Finalmente Bill ya no abrió la boca para decir absolutamente nada, no quería que Tom realmente se marchara y le dejara solo, así que optó por relajarse con el sonido de su corazón hasta que finalmente cayo rendido en sueños.
En cambio Tom no pudo dormirse con tranquilidad, para el ya era una rutina intentar ponerse a pensar en su pasado, para intentar recordar algo de su vida, pero como la gran mayoría de las veces con un resultado nulo.
Las imágenes aparecían en su mente muy esporádicamente y no le desvelaban ningún rostro o lugar que conociera, él se esforzaba el recordar pero si lo hacia mucho acababa con un dolor de cabeza insoportable.
Suspiró y miró a Bill dormir tranquilamente sobre él, no pudo dejar pasar por desapercibido volver a observar su perfecto rostro que tenia mucha similitud al de él.
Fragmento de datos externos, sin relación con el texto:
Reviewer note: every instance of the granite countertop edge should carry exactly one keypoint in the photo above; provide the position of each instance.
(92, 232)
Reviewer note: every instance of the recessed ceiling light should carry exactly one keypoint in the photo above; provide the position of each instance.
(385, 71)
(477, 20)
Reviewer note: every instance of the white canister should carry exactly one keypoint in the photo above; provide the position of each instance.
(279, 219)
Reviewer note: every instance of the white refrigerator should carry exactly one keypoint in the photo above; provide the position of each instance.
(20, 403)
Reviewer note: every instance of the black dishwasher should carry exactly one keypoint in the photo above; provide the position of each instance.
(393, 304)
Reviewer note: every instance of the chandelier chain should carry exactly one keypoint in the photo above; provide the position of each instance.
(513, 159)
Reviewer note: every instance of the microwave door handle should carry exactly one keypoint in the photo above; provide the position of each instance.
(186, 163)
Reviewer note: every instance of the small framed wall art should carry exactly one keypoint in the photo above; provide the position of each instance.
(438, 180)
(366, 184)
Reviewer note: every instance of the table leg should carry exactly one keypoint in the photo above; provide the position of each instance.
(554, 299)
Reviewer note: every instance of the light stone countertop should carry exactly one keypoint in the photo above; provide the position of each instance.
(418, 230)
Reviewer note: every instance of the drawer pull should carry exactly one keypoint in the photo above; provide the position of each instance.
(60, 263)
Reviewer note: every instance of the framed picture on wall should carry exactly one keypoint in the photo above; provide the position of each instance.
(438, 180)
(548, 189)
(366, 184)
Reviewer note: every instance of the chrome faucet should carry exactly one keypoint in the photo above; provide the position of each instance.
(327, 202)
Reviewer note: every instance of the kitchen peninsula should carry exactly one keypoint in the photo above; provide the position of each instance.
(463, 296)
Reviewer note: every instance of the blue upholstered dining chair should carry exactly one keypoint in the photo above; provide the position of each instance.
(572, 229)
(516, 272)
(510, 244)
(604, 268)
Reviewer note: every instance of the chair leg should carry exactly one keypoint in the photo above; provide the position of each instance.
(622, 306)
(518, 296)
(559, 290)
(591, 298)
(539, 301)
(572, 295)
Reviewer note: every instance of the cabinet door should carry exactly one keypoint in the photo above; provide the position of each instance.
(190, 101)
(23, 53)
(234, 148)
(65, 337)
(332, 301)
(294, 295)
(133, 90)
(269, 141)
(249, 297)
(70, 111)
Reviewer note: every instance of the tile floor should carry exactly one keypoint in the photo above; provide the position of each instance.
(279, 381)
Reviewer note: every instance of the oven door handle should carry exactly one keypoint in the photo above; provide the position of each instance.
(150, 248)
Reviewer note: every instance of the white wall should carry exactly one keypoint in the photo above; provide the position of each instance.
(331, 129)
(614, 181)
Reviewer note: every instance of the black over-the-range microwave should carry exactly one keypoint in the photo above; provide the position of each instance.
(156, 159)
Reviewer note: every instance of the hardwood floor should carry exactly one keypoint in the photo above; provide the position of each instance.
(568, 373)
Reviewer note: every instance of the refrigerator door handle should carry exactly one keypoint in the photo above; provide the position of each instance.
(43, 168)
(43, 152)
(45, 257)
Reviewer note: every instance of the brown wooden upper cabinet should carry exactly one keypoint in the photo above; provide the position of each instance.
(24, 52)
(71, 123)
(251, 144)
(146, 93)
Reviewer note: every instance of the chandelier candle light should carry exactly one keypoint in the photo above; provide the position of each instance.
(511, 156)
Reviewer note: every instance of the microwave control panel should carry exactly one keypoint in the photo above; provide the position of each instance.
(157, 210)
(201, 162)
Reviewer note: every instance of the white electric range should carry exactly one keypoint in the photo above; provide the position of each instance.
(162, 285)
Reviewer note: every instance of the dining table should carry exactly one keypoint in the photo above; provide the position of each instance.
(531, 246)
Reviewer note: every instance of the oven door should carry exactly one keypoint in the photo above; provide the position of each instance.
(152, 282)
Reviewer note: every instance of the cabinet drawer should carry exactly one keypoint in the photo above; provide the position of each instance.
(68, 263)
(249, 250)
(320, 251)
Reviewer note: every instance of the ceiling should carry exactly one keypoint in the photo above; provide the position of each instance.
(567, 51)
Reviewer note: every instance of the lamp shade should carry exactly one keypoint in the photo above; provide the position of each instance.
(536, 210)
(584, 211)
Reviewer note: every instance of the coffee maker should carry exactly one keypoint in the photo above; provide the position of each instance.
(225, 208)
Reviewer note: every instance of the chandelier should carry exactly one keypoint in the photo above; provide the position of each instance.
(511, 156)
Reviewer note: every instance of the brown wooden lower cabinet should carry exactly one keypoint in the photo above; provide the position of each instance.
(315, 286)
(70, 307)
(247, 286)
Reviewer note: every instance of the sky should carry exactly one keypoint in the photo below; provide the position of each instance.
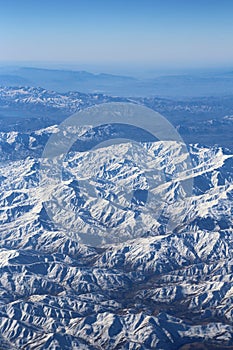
(155, 33)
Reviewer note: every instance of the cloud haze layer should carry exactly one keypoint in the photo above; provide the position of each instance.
(152, 32)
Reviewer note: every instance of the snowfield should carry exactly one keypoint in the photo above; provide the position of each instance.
(141, 284)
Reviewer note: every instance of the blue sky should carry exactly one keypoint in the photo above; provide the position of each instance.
(159, 33)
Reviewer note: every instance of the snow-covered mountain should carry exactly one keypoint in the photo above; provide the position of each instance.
(199, 120)
(152, 287)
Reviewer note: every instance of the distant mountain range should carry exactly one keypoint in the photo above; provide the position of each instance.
(175, 86)
(207, 121)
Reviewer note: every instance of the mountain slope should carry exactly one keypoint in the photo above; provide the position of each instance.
(154, 288)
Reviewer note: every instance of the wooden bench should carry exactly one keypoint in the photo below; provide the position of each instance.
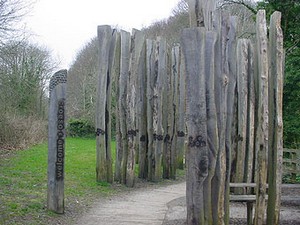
(251, 198)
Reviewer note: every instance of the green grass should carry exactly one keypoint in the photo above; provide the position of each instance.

Una media sonrisa nostálgica apareció en su rostro y luego beso la frente de Bill con mucha dulzura.
—Tom…—Murmuró Bill cuando Tom le besó y se apegó mas a su cuerpo.
—Estoy aquí…— Le dijo él, pero lo que no sabia es que no se refería a la persona que estaba a su lado, si no a su hermano, sin saber que ambos eran la misma persona.
A continuación Tom ya si intentó dormirse, si no mañana estaría de mal humor.
Durante la noche Bill estuvo algo inquieto por la fiebre que pasada la media noche volvió a subirle, Tom lo sintió por el calor que irradiaba la piel al contacto con la suya.
Se levantó de la cama con cuidado procurando no despertar a Bill, se acercó a una armario para coger una manta más y así poder ponérsela en la cama.
Cuando la tuvo, se dirigió hacia la cama donde dormía Bill y la extendió sobre su cuerpo para luego taparle para que no cogiera frío, ya que el cuerpo estaba muy sudado a causa de la fiebre, así que Tom cubrió su cuerpo para que estuviera mejor tapado y así sudará más y propiciará que la fiebre le bajará antes.
Después de eso Tom cogió otra manta, y se tumbo en el sofá que Bill tenía al lado de la ventana del cuarto, y se tapo con ella mientras que velaba los sueños de su acompañante.
Poco a poco el cansancio fue haciendo mella, hasta que finalmente se quedo dormido.